[PATCH][RFC] Add FRE in pass_vectorize
Jeff Law
law@redhat.com
Thu Jul 2 17:52:00 GMT 2015
On 07/02/2015 05:40 AM, Alan Lawrence wrote:
> Jeff Law wrote:
>> On 06/24/2015 01:59 AM, Richard Biener wrote:
>>> And then there is the possibility of making passes generate less
>>> needs to perform cleanups after them - like in the present case
>>> with the redundant IVs make them more appearant redundant by
>>> CSEing the initial value and step during vectorizer code generation.
>>> I'm playing with the idea of adding a simple CSE machinery to
>>> the gimple_build () interface (aka match-and-simplify). It
>>> eventually invokes (well, not currently, but that can be fixed)
>>> maybe_push_res_to_seq which is a good place to maintain a
>>> table of already generated expressions. That of course only
>>> works if you either always append to the same sequence or at least
>>> insert at the same place.
>> As you know we've gone back and forth on this in the past. It's
>> always a trade-off. I still ponder from time to time putting the
>> simple CSE and cprop bits back into the SSA rewriting phase to avoid
>> generating all kinds of garbage that just needs to be cleaned up later
>> -- particularly for incremental SSA updates.
>
> Coming to this rather late, and without the background knowledge about
> having gone back and forth, sorry! But what are the arguments against
> this? Am I right in thinking that the "SSA Rewriting" phase would not
> trigger as often as gimple_build(), or are these the same thing?

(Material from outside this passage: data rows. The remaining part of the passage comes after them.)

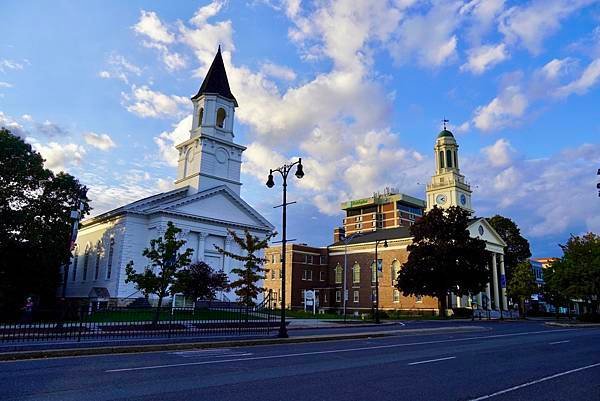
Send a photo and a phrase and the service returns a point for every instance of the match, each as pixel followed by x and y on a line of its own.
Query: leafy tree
pixel 35 224
pixel 165 262
pixel 517 250
pixel 200 281
pixel 522 284
pixel 444 258
pixel 577 274
pixel 246 287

It's the into-ssa and incremental update phases. The basic idea is it
is very inexpensive to do const/copy propagation and simple CSE at that
point.
When processing an assignment, after rewriting the inputs from _DECL
nodes to SSA_NAMEs, you lookup the RHS in your hash table. If you get a
hit, you replace the expression with the SSA_NAME from the hash table
and record that the destination has an equivalence.

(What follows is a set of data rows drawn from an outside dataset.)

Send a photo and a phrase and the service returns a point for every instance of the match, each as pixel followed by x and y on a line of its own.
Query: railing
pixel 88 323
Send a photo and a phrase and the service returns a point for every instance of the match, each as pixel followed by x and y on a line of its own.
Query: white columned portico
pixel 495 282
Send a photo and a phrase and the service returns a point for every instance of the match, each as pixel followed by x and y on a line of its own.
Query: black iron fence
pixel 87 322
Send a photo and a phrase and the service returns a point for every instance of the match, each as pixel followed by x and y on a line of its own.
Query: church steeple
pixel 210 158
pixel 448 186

Diego took this out several years ago with the idea that the into-ssa &
updates should be kept separate from optimizations. With the ongoing
need for early cleanups to make IPA more effective, I think it's time to
revisit that decision as we get a lot of the obvious redundancies out of
the stream by just being smart during into-ssa. Which in turn means we
don't have to do as much in the early optimizations before IPA.
>
> Presumably when you say "simple CSE machinery" you'd have to bail out
> quickly from tricky cases like, say:
>
> if (P)
> {
> use ...expr...
> }
> ...
> if (Q)
> {
> now building a new ...expr... here
> }
Not sure the problem here. The simple CSE/cprop occurs as we're going
into SSA form -- because into-ssa is inherently a dominator walk and
we're rewriting operands as we go, we can trivially determine that we've
already seen a given expression earlier in the dominator tree and that
the result of that expression hasn't changed (by the nature of SSA).